Foreign Minister Pranab Mukherjee’s announcement came after nuclear supplier nations on the weekend lifted a decades-old ban on trading with India, saying it would fuel the country’s economic growth.
“India will actually enter into trade with supplying countries through bilateral agreements (only) after the ratification (of the deal) by the US Congress,” Mukherjee told reporters in New Delhi.
“As far as the procedure is concerned, now we shall have to wait for the ratification of the agreement,” he added.
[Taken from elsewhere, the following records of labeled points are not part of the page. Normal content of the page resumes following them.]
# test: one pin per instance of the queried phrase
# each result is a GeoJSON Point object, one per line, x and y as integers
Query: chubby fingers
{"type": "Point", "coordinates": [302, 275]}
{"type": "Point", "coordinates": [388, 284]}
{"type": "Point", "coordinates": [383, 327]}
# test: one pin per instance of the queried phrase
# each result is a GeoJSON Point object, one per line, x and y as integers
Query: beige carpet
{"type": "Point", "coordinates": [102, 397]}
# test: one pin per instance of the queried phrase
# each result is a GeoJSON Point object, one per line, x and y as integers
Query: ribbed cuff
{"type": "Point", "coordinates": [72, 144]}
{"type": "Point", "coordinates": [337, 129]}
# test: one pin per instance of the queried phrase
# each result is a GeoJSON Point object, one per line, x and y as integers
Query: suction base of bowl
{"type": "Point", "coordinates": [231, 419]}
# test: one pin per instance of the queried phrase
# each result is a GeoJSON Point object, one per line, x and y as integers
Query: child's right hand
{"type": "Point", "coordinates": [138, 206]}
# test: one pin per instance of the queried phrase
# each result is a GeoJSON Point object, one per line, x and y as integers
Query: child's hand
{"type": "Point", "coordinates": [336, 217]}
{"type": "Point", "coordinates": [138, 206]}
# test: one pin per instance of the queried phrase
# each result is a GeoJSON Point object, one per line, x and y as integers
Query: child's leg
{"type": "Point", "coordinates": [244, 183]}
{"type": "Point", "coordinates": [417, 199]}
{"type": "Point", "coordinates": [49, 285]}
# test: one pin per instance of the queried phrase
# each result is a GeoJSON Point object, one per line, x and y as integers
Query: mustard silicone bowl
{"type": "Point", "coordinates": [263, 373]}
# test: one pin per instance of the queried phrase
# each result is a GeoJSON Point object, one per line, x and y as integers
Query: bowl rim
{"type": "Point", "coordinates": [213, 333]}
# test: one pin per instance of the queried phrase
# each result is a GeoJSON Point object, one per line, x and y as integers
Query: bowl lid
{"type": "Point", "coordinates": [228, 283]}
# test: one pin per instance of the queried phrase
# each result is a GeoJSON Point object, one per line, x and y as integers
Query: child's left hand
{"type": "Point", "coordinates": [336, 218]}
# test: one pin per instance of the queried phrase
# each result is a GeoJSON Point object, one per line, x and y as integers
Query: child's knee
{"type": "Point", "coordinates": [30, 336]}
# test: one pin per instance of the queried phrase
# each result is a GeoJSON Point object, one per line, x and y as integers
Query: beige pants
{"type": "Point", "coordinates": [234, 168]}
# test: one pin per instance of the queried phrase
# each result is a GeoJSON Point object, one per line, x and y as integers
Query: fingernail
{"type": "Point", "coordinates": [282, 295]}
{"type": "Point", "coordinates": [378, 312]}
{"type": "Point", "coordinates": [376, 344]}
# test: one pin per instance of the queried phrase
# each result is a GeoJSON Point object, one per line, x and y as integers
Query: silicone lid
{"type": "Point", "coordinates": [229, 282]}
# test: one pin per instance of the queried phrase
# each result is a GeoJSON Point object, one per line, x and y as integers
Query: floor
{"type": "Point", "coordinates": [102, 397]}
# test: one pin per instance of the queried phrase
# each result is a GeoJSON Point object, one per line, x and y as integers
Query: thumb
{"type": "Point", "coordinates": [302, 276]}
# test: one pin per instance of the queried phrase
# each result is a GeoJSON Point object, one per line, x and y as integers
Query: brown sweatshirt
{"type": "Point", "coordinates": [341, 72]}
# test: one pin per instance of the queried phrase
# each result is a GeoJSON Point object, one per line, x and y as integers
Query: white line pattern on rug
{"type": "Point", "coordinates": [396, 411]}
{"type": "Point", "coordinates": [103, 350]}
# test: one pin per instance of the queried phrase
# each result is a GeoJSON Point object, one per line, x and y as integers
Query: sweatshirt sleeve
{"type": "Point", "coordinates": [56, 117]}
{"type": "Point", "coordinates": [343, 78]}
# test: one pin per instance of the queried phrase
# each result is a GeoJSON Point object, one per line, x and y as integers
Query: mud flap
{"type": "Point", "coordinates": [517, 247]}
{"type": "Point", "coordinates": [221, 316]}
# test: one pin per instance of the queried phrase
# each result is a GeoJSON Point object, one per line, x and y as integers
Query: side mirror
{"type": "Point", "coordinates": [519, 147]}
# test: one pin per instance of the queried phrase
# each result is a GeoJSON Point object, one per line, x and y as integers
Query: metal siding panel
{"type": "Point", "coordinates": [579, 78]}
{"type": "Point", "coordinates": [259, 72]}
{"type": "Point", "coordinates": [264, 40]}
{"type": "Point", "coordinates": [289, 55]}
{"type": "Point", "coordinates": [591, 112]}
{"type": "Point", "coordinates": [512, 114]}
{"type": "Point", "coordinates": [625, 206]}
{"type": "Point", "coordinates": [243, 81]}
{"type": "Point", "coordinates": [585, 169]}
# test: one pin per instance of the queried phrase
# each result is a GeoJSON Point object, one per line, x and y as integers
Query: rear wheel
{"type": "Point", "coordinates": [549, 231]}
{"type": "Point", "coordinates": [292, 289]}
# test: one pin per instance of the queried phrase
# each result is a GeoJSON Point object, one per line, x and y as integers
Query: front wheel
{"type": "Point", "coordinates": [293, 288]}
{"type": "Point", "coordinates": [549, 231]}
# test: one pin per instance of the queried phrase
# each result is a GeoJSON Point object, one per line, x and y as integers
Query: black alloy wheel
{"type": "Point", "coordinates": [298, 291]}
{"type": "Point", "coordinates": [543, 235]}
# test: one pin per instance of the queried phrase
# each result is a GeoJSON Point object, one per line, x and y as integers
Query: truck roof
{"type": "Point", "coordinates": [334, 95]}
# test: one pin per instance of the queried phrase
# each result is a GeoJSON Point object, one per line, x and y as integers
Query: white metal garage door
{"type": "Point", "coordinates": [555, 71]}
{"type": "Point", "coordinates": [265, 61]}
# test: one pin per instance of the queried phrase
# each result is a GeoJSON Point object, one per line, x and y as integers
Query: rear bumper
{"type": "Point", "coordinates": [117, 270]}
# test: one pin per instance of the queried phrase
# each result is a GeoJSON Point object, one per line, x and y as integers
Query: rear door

Ratification by Congress is the final hurdle before the deal, signed by US President George W. Bush and Indian Prime Minister Manmohan Singh in 2005.
Mukherjee’s comments came as US Secretary of State Condoleeza Rice urged India not to ignore US firms should the deal hit a roadblock at the current Congress session, which concludes by the end of the month.
“We have talked to the Indian government about not disadvantaging American companies and I think they recognise and appreciate American leadership on this issue,” the Press Trust of India quoted Rice as saying during a trip to Algeria.
Mukherjee also hailed the waiver both by the Nuclear Suppliers’ Group and the International Atomic Energy Agency as “passports for India to enter into international nuclear trade.”
For global nuclear energy companies, the decision opens the door to an atomic reactor market worth tens of billions of dollars, with India aiming to boost its share of nuclear power to five to seven percent by 2030.
A host of nuclear companies from French state-controlled Areva, Russia’s Rosatom Corp to General Electric of the US have been jockeying for a slice of India’s atomic market.
Meanwhile, US President George W Bush is “hopeful” of winning US congressional approval for a US-India civilian nuclear cooperation agreement before he leaves office in January, the White House said Monday.
“We will work with Congress to get this agreement approved. We’re hopeful,” said US National Security Council spokesman Gordon Johndroe.
Johndroe declined to confirm explicitly that any Indian nuclear weapons test would void the accord but said: “India knows what the international reaction to a test will be.”